For decades data center best practices were to isolate backup and archive. “Backup is not archive” was the mantra. The reality is most data centers ignored the mantra and used their backup process for all of their data retention. Today, however, as data centers deal with unprecedented growth in their unstructured data sets it may be time to change the mantra to “archive is better than backup.” Organizations need to change their approach and take an archive first approach to data protection.
Is Backup Dead?
Backup is a process that copies data from primary storage to some form of secondary storage. As unstructured data continues to grow organizations have modified their software to perform an image backup of the entire file system instead of a file by file backup. Subsequent backups only need to backup changed blocks, further lowering backup times.
The problem with the image approach is that, while vendors provide individual files restores, the administrator needs to know exactly which backup set contains the file they are looking for. The software doesn’t provide a way for organizations to search for specific files across backup sets.
The lack of granular file knowledge creates challenges for organizations looking to maintain compliance with data privacy legislation like the European Union’s General Data Protection Regulation (GDPR) or California’s Consumer Privacy Act. The lack of specific file knowledge means that complying with “right to be forgotten” sections of the legislation are very difficult.

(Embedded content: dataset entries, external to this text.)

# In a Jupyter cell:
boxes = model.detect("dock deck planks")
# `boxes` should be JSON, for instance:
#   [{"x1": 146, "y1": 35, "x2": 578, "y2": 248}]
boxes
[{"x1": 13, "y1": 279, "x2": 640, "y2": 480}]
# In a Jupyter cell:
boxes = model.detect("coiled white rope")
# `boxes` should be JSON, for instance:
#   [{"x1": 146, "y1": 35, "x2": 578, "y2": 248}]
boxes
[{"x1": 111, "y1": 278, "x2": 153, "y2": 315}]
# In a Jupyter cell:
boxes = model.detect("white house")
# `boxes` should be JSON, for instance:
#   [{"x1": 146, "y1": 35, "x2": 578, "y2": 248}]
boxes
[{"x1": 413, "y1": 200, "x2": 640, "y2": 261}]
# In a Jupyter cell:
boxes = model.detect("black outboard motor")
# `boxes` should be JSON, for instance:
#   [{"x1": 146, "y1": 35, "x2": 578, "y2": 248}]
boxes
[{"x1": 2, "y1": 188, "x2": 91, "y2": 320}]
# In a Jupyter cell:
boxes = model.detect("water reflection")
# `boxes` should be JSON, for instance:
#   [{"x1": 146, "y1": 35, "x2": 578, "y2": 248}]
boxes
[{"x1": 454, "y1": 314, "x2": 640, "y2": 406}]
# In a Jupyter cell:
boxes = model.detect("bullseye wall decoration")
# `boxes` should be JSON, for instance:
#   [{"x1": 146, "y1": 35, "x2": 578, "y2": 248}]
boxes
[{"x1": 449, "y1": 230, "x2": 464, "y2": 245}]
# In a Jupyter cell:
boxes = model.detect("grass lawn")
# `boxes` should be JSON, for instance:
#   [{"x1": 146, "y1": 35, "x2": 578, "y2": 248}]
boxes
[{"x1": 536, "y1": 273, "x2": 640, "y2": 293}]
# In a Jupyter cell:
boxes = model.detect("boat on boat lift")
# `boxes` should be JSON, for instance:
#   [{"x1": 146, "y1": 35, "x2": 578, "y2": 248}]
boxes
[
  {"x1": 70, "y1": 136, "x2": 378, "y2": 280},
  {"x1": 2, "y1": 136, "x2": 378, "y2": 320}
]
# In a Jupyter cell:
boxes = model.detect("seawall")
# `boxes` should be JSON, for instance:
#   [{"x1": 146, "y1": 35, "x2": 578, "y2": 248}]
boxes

Another challenge is image-based backups are difficult to archive, which makes it difficult to lower secondary storage costs. The baseline image must always be available to compare subsequent blocks. Most software solutions using block-level incremental backup also have a limit on how many iterations away from the baseline image they can track before performance is impacted.
The Archive Alternative
An alternative is to copy all unstructured data to an archive and let archive software manage the data. Most archive solutions have a very specific understanding of every file and every version of every file in the archive. Finding and removing data in response to a “right to be forgotten” is straightforward. Archive solutions can also manage where the archived data is stored and most will support multiple storage tiers so that the older the data is moved to less expensive tiers and becomes the less expensive to store. These solutions can also remove old data from primary storage, lowering primary storage costs.
The Archive Problem
The problem with the archive is how to get ALL data to it, quickly and consistently. Many archive solutions don’t have a transfer mechanism: they count on the administrator to manually move data to it. Some archive solutions do have an automatic file transfer capability but they were not designed to transfer files en masse like backup solutions are. Also, archive solutions typically have no communication path to the backup process. For example, it can’t confirm that the backup process has X number of copies of a file prior to removing that file from primary storage.
Integrating Backup and Archive
The solution is to integrate backup and archive. Vendors need to create solutions that perform high-speed file by file backups so data is protected. Then they need to add an archive function that builds a rich metadata index of data under management so that it is easy to search for data within the repository. An archive function enables the movement of data across secondary repositories and eventually from primary storage driving down costs. IT can move old data from primary storage with the confidence of knowing it is protected X number of times.
The integration of backup and archive enables the organization to protect their data, comply with data privacy regulations and reduce their investments in both primary and secondary storage.